Philip makes a deal with Charlotte in the hopes of gaining more time with her; he says he will petition for a divorce, and he writes a letter to his solicitor right away, if she will teach him to be a better husband for his next wife. Charlotte is excited at the prospect of finally being free of the man who betrayed her, but she admits to being uncomfortable preparing him to marry another woman. As she gives him mini lessons on how to please a wife, she makes it clear that he has failed miserably in this regard and he sets out to gain her favor. He is kind, he buys her thoughtful presents, and he tries the best that he knows how to let go of his lordly pretensions and be comfortable around her. But Charlotte cannot forget what Philip did to her, even as she finds herself beginning to fall under his spell again. Philip fears being vulnerable and is scared to admit his feelings for Charlotte, even while recognizing that it may be the only way he can win her back. Things begin to look good for the two of them when another possible betrayal rears it's head and Charlotte is back to not trusting Philip or her own judgment. Philip fears he has lost her forever and must lay his pride and his hopes on the line in one giant last ditch attempt to prove that he is honest and that they can love each other happily.
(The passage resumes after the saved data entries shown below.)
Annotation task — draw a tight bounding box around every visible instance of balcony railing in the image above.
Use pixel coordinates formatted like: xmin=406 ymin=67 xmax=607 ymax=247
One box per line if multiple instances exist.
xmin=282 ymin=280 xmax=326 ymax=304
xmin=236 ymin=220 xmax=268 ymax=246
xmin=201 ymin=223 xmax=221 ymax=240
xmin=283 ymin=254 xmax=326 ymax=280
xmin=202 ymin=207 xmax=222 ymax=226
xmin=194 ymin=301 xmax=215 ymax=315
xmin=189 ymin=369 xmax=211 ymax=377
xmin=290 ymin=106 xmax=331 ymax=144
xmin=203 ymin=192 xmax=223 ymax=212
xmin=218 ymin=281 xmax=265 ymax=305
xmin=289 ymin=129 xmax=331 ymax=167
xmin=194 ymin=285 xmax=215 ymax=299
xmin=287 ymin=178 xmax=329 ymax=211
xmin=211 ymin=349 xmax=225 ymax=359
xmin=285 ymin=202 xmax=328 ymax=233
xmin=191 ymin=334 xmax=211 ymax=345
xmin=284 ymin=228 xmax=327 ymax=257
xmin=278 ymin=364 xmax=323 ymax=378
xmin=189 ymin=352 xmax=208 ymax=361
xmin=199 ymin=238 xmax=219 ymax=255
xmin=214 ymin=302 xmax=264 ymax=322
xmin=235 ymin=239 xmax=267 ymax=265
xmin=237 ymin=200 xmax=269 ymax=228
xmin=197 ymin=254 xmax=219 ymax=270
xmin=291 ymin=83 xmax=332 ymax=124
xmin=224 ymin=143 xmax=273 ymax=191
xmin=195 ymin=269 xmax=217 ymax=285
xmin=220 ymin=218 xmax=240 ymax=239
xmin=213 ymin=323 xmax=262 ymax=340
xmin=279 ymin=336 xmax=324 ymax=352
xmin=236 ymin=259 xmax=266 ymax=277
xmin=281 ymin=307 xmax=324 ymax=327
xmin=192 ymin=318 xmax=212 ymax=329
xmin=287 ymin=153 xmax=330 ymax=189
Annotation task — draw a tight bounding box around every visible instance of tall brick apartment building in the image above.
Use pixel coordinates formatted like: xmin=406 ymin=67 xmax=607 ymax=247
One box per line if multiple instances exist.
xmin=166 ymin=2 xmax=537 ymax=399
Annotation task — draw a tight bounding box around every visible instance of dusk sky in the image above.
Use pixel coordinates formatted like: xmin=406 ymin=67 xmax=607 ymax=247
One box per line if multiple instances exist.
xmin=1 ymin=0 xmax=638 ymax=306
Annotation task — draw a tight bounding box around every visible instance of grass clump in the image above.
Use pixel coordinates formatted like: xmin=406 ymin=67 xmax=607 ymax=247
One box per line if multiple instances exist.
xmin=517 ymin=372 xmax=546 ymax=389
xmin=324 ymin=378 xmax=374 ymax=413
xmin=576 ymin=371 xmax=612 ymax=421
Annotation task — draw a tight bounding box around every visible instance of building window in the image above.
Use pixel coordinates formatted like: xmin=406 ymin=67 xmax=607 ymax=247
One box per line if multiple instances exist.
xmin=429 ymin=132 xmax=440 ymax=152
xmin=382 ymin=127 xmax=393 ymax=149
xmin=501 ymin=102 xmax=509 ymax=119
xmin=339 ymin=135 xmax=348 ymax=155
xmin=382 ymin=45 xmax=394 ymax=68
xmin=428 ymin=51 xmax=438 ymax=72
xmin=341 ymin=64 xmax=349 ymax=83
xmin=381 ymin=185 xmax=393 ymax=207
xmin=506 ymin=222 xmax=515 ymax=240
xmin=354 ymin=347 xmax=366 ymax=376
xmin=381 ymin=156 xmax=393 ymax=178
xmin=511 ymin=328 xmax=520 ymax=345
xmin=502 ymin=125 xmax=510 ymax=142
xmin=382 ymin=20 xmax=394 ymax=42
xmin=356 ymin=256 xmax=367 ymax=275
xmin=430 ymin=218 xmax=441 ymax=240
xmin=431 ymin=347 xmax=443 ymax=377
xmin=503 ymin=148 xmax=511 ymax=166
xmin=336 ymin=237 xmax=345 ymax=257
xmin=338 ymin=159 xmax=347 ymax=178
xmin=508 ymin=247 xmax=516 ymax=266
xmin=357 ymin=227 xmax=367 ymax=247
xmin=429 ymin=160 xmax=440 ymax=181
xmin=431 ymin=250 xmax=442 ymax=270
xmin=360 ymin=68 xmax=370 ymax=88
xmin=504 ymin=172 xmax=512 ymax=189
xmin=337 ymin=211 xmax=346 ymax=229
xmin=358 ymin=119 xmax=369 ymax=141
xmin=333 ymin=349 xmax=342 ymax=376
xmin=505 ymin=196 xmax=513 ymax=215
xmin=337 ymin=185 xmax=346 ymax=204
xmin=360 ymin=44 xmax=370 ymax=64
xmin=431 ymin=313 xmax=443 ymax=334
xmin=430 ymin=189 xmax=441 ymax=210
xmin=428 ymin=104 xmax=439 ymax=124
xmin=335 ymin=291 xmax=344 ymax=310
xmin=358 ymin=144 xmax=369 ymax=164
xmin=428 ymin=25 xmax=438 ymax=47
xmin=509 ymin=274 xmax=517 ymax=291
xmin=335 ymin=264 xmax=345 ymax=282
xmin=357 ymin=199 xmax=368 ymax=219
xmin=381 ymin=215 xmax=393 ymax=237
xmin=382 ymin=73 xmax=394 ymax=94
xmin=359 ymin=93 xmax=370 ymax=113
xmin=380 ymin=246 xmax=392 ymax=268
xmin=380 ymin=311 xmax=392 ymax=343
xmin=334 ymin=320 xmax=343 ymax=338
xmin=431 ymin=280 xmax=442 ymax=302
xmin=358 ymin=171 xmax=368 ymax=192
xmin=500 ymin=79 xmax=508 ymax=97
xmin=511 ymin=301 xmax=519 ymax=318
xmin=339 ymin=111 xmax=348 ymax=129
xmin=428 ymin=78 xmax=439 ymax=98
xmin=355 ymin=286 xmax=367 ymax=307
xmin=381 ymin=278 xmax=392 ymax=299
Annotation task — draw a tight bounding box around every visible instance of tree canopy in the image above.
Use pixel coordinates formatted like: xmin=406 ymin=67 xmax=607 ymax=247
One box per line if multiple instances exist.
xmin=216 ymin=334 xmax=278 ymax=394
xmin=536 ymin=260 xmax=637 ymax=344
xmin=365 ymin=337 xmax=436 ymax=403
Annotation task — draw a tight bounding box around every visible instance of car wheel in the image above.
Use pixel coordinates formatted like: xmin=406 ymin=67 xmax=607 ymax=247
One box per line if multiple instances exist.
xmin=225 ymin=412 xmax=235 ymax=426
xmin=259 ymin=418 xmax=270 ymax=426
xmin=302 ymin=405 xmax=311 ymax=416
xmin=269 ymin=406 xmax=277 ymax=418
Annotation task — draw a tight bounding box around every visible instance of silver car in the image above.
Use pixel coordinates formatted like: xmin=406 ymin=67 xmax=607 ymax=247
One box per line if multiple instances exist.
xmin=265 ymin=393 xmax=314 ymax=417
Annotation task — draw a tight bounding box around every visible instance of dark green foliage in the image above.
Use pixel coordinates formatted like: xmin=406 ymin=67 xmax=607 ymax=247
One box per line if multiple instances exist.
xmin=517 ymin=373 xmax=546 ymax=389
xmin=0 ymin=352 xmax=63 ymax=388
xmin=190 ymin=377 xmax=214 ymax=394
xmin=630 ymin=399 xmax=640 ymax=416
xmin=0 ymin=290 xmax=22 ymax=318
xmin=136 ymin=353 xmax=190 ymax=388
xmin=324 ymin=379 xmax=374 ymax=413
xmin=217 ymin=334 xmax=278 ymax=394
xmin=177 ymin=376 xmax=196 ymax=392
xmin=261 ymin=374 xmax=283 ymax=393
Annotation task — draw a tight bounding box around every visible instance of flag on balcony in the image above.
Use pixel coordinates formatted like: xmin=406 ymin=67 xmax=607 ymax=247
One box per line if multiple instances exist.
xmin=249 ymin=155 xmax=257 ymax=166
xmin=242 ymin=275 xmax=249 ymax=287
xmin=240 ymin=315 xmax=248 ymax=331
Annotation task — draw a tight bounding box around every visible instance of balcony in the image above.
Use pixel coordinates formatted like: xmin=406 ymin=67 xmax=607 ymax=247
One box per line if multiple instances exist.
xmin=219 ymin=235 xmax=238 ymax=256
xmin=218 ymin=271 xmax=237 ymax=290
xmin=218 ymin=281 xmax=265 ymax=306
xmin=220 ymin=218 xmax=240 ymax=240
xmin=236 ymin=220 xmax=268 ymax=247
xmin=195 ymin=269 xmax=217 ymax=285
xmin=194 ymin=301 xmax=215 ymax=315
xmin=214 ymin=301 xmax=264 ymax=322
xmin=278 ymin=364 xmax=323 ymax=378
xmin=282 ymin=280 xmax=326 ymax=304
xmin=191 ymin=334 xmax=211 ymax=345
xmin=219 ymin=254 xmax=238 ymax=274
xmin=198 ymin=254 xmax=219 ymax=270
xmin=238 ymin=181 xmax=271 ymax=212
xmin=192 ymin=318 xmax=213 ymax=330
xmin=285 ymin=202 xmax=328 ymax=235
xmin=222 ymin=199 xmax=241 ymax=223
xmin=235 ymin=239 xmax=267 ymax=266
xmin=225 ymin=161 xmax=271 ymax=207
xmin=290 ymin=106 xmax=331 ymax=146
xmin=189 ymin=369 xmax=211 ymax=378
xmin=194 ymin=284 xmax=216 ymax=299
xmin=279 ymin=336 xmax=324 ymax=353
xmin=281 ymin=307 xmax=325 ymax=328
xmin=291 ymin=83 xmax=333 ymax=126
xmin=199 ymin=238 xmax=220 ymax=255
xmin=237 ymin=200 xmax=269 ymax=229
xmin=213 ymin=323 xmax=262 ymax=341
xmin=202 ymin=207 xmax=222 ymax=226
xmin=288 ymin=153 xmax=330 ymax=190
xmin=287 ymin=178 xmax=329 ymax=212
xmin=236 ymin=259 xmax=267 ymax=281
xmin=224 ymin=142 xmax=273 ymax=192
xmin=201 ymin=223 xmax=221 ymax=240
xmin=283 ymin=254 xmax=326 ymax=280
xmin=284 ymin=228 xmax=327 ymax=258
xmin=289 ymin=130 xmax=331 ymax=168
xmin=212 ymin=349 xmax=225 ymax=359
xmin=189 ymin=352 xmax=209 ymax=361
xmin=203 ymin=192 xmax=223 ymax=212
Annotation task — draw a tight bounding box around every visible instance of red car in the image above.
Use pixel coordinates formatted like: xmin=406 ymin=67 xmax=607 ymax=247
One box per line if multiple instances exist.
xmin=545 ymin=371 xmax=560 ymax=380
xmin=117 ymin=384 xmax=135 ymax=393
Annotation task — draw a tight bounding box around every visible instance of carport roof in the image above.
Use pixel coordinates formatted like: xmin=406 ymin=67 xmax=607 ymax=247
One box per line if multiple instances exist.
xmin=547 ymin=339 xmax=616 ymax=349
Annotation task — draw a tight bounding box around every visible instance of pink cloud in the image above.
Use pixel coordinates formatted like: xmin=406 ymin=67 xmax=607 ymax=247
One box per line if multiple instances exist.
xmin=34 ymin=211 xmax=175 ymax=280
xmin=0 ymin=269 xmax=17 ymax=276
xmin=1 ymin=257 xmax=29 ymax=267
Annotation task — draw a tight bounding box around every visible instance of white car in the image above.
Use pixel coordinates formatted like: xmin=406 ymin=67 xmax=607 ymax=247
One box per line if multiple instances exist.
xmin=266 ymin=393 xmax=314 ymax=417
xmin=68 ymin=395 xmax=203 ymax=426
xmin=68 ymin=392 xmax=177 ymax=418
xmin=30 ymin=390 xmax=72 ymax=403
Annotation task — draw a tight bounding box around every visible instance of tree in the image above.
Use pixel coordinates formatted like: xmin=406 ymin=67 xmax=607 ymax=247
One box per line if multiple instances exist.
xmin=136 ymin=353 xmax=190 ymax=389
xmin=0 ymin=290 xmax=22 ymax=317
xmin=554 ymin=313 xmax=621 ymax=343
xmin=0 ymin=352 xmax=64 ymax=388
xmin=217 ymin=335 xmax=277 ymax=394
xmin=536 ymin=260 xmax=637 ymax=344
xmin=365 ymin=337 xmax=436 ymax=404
I loved that Charlotte was independent and not scared of being a sexual being in public, but I was not too crazy about her doing it just for revenge against Philip. She was self assured and confident in her place in society, but not all that exciting in general. While what Philip did was quite awful and I understand that she was upset and found it hard to trust him again, I felt like it dragged on far too long. I felt like he made it clear that he had changed and had difficulty remaining invested in the story once it was clear that there really was nothing standing in their way and she were just creating roadblocks. I did like that Philip's declaration of love did not magically solve everything as it does in so many romance novels where those three words from the hero signal the end of all conflict and the resolution of the book. I liked Philip as the brooding and tortured hero who had difficulty coming to terms with his deep emotions toward the woman he never expected to love. I loved his attempts to truly earn Charlotte's love as they were so sweet and simple and showed that he really cared about her. Some of his attempts were immature and backfired horribly, like when he tried to make her jealous, but it just showed how desperate he was and he was wiling to try anything.
The relationship was definitely the central plot of this story and the majority of the story was dedicated to them falling in love with each other. Because the past played such a large part in their relationship I was hoping that there would be some more flashbacks to key moments, but the flashbacks were sadly brief and far between. Despite Charlotte being quite the seductress and Philip being a very virile, there was very little sex in the book, it was brief and not that sexy, and it was not until the very end. My biggest confusion in this book came near the end when Philip suddenly became convinced that it was his status in society and his dedication to behaving in ways fitting to his station that had driven Charlotte off. Suddenly he was trying to act more like a commoner, he was burning pictures of his stately grandfather who instilled the sense of betterment in him, and thinking about giving up his title. This was odd as this had nothing to do with why he betrayed Charlotte or why she was mad at him and it did not make sense to me why this was suddenly an issue. There was a nice little side story regarding some brief attempts to reconcile Charlotte with her estranged family that could have been really interesting, but it was far too short unfortunately.
Rating: There were definite moments in this book and Philip was quite great, but I did not like Charlotte and the problems between them went on for far longer than warranted.